サークルで楽器を吹いていて、学生実験中には眠りながらフラスコ割っていた学生なんです。留年ギリギリで卒業できて、専門科目に進む能力がなかったので、理科教育のコースに転向したんです。

大学の研究室に入って恩師に出会うまでは、大学からの支援というものを受けてこなかったんですね。

大学院で、よい指導者に出会ったんですね。

恩師の研究室は物理化学・計算化学を主にしていて、化学なのに実験ではなく計算というのはどういうわけか、不真面目な学生が行っても、割と受け入れてくれる土壌があったのではないかと思います。

恩師は二人いますけど、教授は教育担当の副学長になってしまって研究室は1年早く畳むことになってしまいます。当時助教授だったもう一人の恩師は教育研究科でも教えていて、博士課程は取れないけど、教師になるつもりだったら修士課程に進学できるよと言われたんです。

後から気づいたのですが、助教授は筑波大の一期生、教授は東京教育大時代からの教員でした。その研究室は、東京教育大とか高等教育師範学校のよいところを残したような温かさがあったと思います。

研究者であるだけでなく、教育者だったんですね。

その方たちの背中を見て、ようやく私は教育も研究も面白いなと思えるようになって、計算化学でも論文を書けるようになったんです。少人数で徒弟制のような状態だったので耳学で学んでいました。助教授からは、分かんないことは何回でも教えてあげる。
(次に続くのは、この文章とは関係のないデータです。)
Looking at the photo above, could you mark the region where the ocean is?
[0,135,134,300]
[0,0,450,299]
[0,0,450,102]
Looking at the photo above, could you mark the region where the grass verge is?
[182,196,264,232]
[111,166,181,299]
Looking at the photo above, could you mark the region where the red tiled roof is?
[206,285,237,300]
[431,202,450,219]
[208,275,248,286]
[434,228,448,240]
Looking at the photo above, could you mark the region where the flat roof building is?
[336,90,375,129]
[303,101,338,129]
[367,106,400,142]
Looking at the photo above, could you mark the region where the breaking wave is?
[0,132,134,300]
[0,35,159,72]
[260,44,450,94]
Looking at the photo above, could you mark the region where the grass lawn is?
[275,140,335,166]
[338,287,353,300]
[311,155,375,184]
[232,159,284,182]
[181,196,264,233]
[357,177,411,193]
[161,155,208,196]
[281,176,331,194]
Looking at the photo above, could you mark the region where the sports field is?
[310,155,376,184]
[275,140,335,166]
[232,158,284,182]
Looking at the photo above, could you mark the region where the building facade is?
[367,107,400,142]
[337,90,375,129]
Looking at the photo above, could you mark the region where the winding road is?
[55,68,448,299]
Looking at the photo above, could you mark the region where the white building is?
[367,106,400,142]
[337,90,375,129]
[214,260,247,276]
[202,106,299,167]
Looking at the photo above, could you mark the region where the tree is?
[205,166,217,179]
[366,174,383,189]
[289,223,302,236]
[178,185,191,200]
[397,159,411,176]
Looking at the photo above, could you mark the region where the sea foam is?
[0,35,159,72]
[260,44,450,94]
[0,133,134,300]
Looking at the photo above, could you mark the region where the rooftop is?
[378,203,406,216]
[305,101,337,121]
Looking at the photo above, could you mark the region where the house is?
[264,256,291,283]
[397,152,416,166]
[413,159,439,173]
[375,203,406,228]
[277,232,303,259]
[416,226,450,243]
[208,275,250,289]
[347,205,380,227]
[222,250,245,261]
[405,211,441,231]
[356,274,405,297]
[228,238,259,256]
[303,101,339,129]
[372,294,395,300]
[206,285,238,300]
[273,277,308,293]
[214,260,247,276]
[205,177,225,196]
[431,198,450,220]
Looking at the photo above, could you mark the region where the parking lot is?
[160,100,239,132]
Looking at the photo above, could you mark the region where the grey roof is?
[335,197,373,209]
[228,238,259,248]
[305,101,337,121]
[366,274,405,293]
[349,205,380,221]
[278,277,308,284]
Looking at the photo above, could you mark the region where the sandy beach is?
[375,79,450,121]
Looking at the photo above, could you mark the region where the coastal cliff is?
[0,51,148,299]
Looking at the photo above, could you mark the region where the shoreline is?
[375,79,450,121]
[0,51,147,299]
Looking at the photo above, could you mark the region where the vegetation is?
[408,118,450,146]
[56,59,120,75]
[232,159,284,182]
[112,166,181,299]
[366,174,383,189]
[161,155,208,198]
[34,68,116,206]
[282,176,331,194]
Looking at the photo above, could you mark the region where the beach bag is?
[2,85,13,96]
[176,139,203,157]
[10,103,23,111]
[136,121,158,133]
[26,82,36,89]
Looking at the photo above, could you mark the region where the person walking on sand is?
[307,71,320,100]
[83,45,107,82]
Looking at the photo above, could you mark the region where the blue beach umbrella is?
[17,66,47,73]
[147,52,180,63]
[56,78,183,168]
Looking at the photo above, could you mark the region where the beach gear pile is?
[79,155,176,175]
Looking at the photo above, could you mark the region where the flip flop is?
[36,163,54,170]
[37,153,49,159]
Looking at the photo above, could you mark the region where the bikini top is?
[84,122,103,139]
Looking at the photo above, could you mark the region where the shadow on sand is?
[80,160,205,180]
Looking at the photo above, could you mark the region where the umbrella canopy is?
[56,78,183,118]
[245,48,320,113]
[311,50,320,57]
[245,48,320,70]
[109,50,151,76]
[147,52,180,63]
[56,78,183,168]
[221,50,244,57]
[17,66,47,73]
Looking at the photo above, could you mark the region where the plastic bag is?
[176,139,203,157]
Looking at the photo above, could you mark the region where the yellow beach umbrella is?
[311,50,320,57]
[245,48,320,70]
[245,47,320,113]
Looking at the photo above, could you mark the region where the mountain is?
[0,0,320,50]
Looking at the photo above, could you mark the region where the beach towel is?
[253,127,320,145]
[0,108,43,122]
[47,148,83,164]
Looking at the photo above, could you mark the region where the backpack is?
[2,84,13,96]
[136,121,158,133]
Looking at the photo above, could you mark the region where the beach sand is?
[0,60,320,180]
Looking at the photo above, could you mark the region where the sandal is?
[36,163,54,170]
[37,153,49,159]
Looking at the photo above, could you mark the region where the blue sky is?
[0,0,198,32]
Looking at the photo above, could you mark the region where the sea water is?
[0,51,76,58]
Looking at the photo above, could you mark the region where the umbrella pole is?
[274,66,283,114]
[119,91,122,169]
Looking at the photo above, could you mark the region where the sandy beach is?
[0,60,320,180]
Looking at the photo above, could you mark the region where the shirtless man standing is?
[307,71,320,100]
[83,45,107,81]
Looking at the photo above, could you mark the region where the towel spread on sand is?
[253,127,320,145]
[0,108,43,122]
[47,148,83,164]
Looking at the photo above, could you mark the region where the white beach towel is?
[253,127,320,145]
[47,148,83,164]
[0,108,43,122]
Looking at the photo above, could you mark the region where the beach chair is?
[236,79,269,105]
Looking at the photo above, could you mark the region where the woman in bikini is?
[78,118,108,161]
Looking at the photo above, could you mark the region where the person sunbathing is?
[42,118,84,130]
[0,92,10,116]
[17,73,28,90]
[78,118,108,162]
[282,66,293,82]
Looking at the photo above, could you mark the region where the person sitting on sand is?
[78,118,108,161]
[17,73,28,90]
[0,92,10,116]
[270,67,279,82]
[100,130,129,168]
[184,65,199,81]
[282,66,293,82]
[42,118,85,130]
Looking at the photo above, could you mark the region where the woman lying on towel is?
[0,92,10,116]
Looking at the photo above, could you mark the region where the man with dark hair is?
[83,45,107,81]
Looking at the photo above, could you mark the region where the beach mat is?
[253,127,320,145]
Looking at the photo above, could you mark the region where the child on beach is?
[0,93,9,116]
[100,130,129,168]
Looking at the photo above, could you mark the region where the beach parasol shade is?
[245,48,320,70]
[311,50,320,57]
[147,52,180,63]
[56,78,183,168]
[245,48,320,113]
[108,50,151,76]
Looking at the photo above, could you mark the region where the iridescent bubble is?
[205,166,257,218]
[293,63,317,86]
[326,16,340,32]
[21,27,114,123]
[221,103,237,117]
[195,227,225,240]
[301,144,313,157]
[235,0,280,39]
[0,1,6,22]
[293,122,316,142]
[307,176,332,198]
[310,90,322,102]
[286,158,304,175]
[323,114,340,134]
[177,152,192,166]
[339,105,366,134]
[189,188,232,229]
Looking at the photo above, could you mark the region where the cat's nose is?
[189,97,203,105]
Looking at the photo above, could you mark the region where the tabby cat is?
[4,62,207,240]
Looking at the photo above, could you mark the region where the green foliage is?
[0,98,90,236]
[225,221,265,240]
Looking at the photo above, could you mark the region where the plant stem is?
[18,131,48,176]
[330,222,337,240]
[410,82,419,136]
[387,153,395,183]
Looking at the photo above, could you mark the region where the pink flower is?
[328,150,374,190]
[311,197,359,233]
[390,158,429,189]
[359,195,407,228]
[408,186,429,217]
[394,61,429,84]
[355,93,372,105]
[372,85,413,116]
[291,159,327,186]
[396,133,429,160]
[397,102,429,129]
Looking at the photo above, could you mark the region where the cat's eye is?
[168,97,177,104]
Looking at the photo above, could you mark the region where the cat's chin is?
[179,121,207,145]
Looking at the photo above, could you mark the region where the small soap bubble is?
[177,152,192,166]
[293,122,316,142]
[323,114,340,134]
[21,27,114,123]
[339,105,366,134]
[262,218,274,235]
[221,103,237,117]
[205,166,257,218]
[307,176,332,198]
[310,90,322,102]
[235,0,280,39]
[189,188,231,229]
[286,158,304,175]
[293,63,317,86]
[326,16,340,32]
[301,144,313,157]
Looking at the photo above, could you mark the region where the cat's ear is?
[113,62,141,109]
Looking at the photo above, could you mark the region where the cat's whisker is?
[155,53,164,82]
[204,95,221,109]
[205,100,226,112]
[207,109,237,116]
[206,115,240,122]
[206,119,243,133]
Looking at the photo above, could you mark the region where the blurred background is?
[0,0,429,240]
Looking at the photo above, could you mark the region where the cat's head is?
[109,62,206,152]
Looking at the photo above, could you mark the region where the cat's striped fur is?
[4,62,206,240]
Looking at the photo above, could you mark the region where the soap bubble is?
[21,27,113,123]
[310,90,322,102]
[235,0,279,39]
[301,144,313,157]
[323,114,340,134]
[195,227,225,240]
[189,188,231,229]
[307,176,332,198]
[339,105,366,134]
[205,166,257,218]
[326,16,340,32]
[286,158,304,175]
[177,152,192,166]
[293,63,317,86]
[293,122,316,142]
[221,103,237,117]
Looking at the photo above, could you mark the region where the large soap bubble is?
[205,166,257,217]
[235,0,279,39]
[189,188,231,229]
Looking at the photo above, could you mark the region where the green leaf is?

分かんないと思うけど、何回でも私は言ってあげると言われて、プログラムの作り方とか、科学的な考え方とか、全部、傍で語ってもらって身につけられたように思います。

研究室に閉じこもらずに、実験室にずっと一緒にいて、寝食共にして、それで、やっと私は救われました。

支援をあまり受けてこなかった経験から、大学生のつまずきに対して、教員や職員が光を当ててあげるしか方法がないんじゃないかということを実体験から感じています。

私自身はできの悪い学生だったと思います。

なるほど。ぼくも大学生のときに支援されたという感覚が全くないんです。大学1年生の1学期で授業がつまらなくなってしまって、友達と自主ゼミをやって勉強していました。大学院に進んで研究するようになって一気に心に火がついたんです。これを振り返ってみると、受け身の勉強が大嫌いだったということだと思うんです。面白くないと思っているのにやり続けたくないという気持ちがありました。これは、ある意味、学ぶということに対する思いが強かったんじゃないかと思います。杉森さんはいかがでしたか?
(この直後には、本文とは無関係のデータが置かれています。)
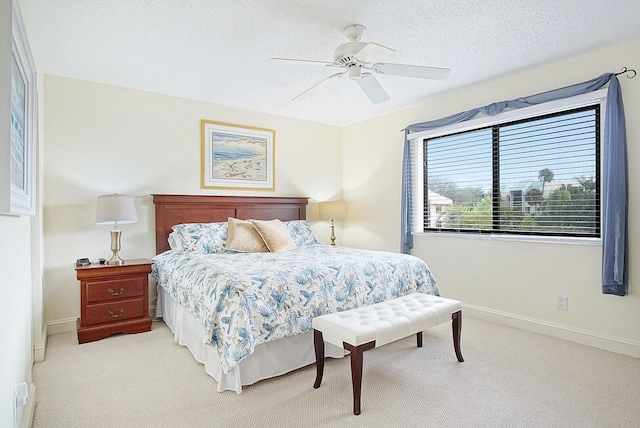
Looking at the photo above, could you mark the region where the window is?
[411,100,601,237]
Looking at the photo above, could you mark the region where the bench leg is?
[451,311,464,363]
[342,340,376,415]
[313,328,324,389]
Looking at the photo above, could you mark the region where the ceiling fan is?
[269,24,451,104]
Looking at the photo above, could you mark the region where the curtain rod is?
[614,67,637,79]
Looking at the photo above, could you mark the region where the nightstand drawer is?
[86,297,148,325]
[85,276,148,304]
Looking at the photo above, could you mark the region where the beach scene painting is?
[202,120,275,190]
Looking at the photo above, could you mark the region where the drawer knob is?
[109,308,124,318]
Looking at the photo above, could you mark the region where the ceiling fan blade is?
[354,42,395,64]
[267,58,336,66]
[292,71,346,101]
[371,64,451,80]
[356,73,390,104]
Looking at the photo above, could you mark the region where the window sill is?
[413,232,602,246]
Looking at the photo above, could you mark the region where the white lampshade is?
[96,193,138,224]
[318,201,345,220]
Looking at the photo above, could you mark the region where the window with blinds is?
[412,104,600,237]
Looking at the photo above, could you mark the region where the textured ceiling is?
[32,0,640,126]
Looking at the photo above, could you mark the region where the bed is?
[152,195,438,393]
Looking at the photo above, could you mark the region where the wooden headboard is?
[152,195,309,254]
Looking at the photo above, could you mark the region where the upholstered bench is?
[312,293,464,415]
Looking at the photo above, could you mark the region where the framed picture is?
[0,0,36,215]
[201,120,276,190]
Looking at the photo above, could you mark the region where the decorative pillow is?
[283,220,318,248]
[227,217,269,253]
[167,232,183,251]
[251,219,298,253]
[169,222,227,253]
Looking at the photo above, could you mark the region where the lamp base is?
[107,252,124,265]
[107,224,124,265]
[331,220,336,247]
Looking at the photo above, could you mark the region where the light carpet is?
[33,317,640,428]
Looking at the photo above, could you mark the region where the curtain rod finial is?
[615,67,637,79]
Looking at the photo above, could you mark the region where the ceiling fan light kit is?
[269,24,451,104]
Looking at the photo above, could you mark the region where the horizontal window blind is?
[420,105,600,237]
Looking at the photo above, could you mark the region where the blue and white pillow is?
[170,222,228,254]
[283,220,318,247]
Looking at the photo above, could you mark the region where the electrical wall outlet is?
[556,296,569,311]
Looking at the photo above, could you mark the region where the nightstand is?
[76,259,153,343]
大学への落胆は大きかったです。高校時代、村上陽一郎さんの『科学者とは何か』という本を読んで、学際的な科学とか、科学コミュニケーションとかを学びたかったんです。

だから1年生のときに学科を決めたくなかったんです。

選んだところが経過選択という、2年生になったら化学か物理か数学か地球科学かを選べるというところだったんです。

自分が化学に行きたかったというのは、化学からは薬学も農学も医療もどこにでも行けるからでした。そこで学際領域が学べると思ったんです。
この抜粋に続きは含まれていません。